COMP4300/6430:
Parallel Systems
Semester 1 2013
Assignment 1
Distributed Matrix Multiplication Using MPI
Deadline: 13:00 on Monday 15 April
(Please report any errors, omissions and ambiguities
to the course lecturer)
(Amendments to this document after its release in
non-draft will be marked in
blue)
This assignment is worth 20% of your total course mark. It will be marked out of 40 for COMP4300 students, and out of 50 for COMP6430 students.
Submission
This assignment must be submitted electronically. This can be done
using the following commands (according to your enrollment):
- submit comp4300 ass1 ass1.c README[.pdf]
- submit comp6430 ass1 ass1.c README[.pdf]
Objectives
- Implement a distributed algorithm (and variations) using message passing.
- Model the computation and communication costs of the algorithm.
- Measure the performance of the implemented code, and compare against the model.
Description
Setup
The file ass1.zip contains template files for the files that you will submit.
It also contains an example test harness harness.c, and a Makefile which should be used to compile the programs.
Copy these files into a local directory before you begin work on your programs.
You can compile the system with the simple command make.
The test harness calls a number of functions in turn to perform distributed matrix multiplication. After each call, it compares the resulting matrix C with the result of a local DGEMM. The functions are:
- mult_replicated
- mult_replicated2
- mult_summa
- mult_summa_treebcast
Your task is to implement these functions.
You can compile the harness code using the Makefile provided.
On the NCI system, we will use the Intel Math Kernel Library implementation of the BLAS and LAPACK operations. On XE, load MKL as follows:
module load intel-mkl/10.3.0
The provided ass1.c contains a naïve implementation of matrix multiplication as follows:
for (i=0; i<m; i++) {
for(j=0;j<n;j++) {
C(i,j) = 0.0;
for(l=0;l<k;l++) {
C(i,j) += A(i,l) * B(l,j);
}
}
}
Measure the performance of this code using MPI_Wtime. How does it compare to an identical multiplication performed using BLAS DGEMM?
Section 1: Replicated Data
-
Implement two different formulations of distributed dense matrix multiply C = A x B using replicated data.
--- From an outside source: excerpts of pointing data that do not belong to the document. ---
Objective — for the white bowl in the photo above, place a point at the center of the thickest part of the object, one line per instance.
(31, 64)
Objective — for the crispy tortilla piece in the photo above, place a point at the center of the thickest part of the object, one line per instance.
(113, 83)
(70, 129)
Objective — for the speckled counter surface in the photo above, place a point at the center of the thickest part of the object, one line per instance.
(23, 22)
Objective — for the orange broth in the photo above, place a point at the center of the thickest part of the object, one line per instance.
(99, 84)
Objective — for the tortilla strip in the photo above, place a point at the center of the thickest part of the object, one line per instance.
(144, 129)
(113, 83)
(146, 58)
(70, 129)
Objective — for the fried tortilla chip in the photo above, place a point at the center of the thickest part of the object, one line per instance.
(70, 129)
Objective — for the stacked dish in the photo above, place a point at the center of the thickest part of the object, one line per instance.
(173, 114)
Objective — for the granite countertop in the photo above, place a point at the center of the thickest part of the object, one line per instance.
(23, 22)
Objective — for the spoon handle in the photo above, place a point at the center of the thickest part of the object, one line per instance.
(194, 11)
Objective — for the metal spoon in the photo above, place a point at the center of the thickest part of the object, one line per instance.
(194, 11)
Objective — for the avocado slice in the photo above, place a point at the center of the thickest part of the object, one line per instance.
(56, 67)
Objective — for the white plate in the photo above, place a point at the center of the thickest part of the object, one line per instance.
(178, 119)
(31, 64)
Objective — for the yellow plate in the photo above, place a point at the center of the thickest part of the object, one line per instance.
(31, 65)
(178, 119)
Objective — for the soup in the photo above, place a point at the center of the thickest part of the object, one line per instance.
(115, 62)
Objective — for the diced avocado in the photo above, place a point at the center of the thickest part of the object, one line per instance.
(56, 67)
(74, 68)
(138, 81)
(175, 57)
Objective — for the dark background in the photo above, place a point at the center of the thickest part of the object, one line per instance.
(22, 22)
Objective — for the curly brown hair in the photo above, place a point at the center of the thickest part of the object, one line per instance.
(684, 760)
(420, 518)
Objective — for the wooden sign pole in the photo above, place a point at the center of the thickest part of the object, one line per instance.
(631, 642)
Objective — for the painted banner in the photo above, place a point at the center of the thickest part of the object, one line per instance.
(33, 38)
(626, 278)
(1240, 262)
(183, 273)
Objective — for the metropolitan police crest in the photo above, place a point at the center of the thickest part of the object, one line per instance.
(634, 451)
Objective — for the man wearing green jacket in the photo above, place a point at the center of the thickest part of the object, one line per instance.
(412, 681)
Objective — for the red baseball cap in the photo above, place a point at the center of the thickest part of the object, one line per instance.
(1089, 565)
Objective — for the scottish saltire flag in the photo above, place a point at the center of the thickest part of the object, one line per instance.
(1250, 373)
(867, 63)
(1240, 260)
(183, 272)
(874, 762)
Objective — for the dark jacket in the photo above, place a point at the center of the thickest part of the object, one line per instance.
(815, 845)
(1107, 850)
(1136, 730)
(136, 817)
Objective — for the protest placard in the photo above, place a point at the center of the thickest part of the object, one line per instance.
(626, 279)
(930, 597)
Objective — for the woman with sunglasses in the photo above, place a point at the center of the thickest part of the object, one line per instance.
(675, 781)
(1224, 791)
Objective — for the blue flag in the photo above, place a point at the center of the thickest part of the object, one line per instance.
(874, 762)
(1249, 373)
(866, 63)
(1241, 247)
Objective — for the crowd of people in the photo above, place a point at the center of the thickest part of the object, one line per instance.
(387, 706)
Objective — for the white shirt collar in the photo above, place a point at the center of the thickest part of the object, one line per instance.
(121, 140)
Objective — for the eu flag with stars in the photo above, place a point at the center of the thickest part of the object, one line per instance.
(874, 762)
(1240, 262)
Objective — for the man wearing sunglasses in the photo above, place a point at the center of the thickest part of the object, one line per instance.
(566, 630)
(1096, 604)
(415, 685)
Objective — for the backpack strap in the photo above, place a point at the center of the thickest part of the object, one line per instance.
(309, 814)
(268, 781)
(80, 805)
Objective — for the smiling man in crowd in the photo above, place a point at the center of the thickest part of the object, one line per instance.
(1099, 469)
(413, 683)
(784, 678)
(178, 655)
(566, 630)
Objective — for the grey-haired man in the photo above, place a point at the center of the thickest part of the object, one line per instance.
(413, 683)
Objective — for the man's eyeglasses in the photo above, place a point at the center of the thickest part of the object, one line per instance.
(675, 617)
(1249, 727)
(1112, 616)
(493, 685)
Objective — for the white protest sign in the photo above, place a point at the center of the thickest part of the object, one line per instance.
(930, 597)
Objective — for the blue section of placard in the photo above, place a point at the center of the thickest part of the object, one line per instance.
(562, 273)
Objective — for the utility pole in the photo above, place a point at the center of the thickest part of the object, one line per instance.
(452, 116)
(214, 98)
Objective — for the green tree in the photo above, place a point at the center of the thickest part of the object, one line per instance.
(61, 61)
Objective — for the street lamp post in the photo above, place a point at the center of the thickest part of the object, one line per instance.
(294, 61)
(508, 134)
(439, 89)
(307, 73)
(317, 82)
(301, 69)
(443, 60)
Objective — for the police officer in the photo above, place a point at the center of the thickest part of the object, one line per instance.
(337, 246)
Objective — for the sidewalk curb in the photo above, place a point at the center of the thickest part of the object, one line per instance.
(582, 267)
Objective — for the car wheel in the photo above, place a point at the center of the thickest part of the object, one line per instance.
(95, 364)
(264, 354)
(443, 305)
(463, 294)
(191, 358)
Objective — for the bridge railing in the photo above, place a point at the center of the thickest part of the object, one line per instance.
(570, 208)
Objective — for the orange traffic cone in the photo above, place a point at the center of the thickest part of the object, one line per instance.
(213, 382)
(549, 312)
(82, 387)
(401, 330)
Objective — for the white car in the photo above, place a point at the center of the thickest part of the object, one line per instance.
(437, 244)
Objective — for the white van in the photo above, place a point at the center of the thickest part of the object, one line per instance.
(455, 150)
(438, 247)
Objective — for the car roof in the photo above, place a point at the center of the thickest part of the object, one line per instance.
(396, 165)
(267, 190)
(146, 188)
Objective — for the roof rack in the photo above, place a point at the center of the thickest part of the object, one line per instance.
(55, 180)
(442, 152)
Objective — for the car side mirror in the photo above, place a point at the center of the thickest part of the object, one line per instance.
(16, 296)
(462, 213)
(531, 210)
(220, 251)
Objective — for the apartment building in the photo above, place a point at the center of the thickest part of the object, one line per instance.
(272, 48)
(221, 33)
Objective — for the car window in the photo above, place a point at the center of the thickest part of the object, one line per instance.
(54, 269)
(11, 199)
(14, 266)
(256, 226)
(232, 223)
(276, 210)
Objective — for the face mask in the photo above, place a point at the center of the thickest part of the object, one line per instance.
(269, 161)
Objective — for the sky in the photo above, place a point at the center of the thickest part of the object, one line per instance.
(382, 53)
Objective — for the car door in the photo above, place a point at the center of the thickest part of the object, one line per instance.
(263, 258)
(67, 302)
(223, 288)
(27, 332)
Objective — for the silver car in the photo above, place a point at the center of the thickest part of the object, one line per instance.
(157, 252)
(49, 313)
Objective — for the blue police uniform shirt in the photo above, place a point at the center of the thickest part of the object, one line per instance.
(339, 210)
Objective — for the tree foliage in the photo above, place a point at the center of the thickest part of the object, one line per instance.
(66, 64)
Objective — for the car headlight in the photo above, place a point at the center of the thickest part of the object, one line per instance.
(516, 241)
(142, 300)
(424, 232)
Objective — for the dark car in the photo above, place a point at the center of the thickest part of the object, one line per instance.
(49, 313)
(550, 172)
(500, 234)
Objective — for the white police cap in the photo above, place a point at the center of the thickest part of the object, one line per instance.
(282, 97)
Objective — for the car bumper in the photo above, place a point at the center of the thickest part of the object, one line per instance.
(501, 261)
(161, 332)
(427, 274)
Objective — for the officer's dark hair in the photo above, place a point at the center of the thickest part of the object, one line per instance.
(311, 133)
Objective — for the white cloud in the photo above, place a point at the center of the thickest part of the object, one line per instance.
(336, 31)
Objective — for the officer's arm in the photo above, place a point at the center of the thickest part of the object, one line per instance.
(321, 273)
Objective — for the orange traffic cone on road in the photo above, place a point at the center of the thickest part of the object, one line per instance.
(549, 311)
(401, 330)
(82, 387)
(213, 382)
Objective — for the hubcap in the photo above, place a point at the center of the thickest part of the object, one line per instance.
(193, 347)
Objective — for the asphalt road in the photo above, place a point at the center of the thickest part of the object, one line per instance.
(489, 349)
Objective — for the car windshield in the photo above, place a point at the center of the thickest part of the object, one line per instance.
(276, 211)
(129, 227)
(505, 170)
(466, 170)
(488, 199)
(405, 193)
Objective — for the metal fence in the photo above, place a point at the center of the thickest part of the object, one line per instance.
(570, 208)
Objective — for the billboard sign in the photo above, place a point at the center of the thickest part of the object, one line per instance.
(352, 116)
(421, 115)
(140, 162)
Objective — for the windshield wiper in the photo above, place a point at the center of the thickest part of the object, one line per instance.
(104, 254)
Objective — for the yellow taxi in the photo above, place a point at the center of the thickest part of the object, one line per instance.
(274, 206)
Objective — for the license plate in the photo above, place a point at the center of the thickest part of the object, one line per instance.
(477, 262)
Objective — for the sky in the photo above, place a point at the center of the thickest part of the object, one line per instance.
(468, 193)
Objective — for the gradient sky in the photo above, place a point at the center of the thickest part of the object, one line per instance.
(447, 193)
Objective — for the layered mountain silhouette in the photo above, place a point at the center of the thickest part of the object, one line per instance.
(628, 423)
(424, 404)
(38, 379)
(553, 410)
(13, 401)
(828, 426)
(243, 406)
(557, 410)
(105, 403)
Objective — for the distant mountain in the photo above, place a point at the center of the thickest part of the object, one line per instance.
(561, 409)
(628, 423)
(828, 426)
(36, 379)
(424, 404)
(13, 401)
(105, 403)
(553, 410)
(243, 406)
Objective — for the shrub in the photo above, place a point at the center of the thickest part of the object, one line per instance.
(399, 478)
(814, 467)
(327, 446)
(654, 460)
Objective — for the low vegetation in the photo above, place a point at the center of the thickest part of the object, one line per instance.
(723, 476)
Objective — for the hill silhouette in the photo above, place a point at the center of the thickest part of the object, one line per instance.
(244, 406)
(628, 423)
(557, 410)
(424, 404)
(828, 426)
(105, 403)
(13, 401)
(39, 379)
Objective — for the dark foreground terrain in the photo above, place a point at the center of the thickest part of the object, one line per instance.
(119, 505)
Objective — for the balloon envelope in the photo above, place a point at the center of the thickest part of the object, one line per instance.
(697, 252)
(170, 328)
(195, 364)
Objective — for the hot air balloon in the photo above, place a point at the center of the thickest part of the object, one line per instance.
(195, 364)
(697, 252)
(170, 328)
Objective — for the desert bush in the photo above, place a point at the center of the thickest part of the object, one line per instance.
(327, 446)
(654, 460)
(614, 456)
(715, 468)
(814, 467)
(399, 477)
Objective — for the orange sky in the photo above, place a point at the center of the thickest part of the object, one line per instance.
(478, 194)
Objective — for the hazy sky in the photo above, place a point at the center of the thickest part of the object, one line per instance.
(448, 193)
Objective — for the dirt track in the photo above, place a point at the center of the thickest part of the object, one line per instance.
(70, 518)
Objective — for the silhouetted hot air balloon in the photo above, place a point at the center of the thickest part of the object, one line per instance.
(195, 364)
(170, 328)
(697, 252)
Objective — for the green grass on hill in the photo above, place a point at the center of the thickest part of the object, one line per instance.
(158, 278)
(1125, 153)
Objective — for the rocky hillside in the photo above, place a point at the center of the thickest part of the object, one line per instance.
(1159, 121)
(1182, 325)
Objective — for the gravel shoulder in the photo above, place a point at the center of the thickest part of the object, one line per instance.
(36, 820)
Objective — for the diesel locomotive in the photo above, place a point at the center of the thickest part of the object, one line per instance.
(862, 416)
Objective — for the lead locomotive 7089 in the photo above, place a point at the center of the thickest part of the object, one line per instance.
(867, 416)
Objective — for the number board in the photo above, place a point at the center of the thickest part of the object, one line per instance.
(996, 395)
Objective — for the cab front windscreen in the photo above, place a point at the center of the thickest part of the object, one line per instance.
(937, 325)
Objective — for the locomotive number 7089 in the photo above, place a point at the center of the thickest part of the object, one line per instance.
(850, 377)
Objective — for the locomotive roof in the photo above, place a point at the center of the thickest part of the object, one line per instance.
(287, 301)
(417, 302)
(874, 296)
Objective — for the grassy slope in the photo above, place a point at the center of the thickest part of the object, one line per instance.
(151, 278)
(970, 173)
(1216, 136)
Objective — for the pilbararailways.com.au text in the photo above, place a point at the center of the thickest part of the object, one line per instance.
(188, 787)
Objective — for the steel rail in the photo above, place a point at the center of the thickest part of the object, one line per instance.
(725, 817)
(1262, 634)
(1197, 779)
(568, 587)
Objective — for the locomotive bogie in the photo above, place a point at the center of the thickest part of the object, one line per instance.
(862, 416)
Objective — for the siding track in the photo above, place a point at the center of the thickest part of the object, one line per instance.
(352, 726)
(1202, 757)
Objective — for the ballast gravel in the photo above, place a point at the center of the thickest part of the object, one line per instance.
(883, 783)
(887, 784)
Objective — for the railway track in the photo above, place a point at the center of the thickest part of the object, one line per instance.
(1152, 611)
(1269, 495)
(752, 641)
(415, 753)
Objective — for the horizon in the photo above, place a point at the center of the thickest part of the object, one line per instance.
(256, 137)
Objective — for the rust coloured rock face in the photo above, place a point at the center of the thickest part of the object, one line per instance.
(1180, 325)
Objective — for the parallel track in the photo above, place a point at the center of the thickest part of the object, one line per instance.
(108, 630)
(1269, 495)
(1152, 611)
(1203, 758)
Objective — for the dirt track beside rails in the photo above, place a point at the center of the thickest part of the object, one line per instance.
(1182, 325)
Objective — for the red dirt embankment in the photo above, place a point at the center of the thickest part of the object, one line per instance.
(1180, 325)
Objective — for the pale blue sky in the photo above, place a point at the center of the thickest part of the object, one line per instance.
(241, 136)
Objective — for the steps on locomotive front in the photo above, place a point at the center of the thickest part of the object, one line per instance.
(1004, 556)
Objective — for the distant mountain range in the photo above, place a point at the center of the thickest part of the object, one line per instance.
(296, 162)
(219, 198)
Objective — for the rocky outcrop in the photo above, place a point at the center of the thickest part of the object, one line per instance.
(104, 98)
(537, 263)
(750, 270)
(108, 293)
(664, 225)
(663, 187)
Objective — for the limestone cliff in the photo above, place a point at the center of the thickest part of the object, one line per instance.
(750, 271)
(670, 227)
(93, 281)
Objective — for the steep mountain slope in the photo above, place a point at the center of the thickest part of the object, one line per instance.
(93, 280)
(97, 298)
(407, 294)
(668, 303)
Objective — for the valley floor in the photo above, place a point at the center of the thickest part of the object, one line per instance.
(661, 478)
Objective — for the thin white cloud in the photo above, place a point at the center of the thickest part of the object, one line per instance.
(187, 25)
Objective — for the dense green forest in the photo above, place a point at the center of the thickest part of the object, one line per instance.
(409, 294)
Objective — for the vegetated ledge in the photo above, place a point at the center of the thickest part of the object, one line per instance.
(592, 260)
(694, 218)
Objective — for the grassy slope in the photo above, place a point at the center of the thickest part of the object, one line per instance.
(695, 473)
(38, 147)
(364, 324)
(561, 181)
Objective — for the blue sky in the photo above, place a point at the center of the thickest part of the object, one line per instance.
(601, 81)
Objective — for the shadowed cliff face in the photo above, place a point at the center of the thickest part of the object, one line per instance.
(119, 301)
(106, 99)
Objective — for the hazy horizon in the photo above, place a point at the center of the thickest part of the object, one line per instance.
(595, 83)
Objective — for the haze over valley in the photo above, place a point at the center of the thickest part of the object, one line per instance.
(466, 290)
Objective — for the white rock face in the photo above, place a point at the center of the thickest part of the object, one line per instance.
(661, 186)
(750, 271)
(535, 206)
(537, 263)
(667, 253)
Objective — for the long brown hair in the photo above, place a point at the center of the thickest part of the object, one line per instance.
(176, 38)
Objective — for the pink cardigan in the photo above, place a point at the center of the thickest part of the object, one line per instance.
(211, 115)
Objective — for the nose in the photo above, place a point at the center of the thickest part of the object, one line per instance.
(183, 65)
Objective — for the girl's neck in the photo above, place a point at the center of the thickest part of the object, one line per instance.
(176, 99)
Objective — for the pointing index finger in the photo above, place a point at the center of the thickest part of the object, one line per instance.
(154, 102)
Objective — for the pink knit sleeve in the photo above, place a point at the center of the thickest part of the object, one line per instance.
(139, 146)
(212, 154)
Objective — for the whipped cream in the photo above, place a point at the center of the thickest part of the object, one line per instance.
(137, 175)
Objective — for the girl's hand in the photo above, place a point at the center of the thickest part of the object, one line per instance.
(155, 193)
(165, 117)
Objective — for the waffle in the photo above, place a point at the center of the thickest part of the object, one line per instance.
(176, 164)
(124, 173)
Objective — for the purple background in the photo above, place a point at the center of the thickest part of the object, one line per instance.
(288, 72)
Options include: broadcasting an entire matrix, sending entire rows or columns of a matrix to each process, inner or outer product formulation, ...?
Each process computes some portion of the C matrix.
Data must be moved from process 0 to each process so that a process holds all data it requires to compute its portion of C.
You must implement the following C functions:
int mult_replicated(int m, int n, int k, double* a, double* b, double* c);
int mult_replicated2(int m, int n, int k, double* a, double* b, double* c);
The test harness program calls these functions.
The inputs are:
- m, n, k
- the matrix dimensions
- a
- the matrix A at process 0, dimensions m × k, i.e. m rows by k columns in column-major format
- b
- the matrix B at process 0, dimensions k × n
- c
- the matrix C at process 0, dimensions m × n (uninitialised)
Your code should distribute data, evaluate part of the matrix multiplication at each process, and finally combine the results at process 0.
Multiplication of subblocks of the matrix may be performed by a call to the BLAS subroutine dgemm.
Your code does not need to support alpha or beta scaling or transposed matrices.
-
Model the computation and communication time of both of your algorithms.
Show the costs separately for each phase of the computation. Is the algorithm communication or computation limited, or is there a transition point?
-
Measure the performance of your implementation on XE.
Enhance the harness program to time a number of calls to mult_replicated and mult_replicated2. Address the following points:
- What is the performance on a single process?
- How does this compare to peak FLOPS and the performance of a single-process DGEMM?
- Increase the number of processes, up to a maximum of 32. Complete the following table for both of your algorithms, for multiplication of square NxN matrices:
Mean time for matrix multiplication with replicated data
| No. Processes | N | Mean Time | GFLOP/s |
| 1 | 1000 | | |
| 2 | 1260 | | |
| 4 | 1587 | | |
| 8 | 2000 | | |
| 16 | 2520 | | |
| 32 | 3175 | | |
How do your algorithms scale with the number of processes? How does this compare with your cost models?
-
Measure strong scaling up to 32 processes for a problem size of N=4000. How does this compare with your cost model?
Section 2: SUMMA
-
Use the provided code for the SUMMA algorithm to perform distributed matrix multiplication.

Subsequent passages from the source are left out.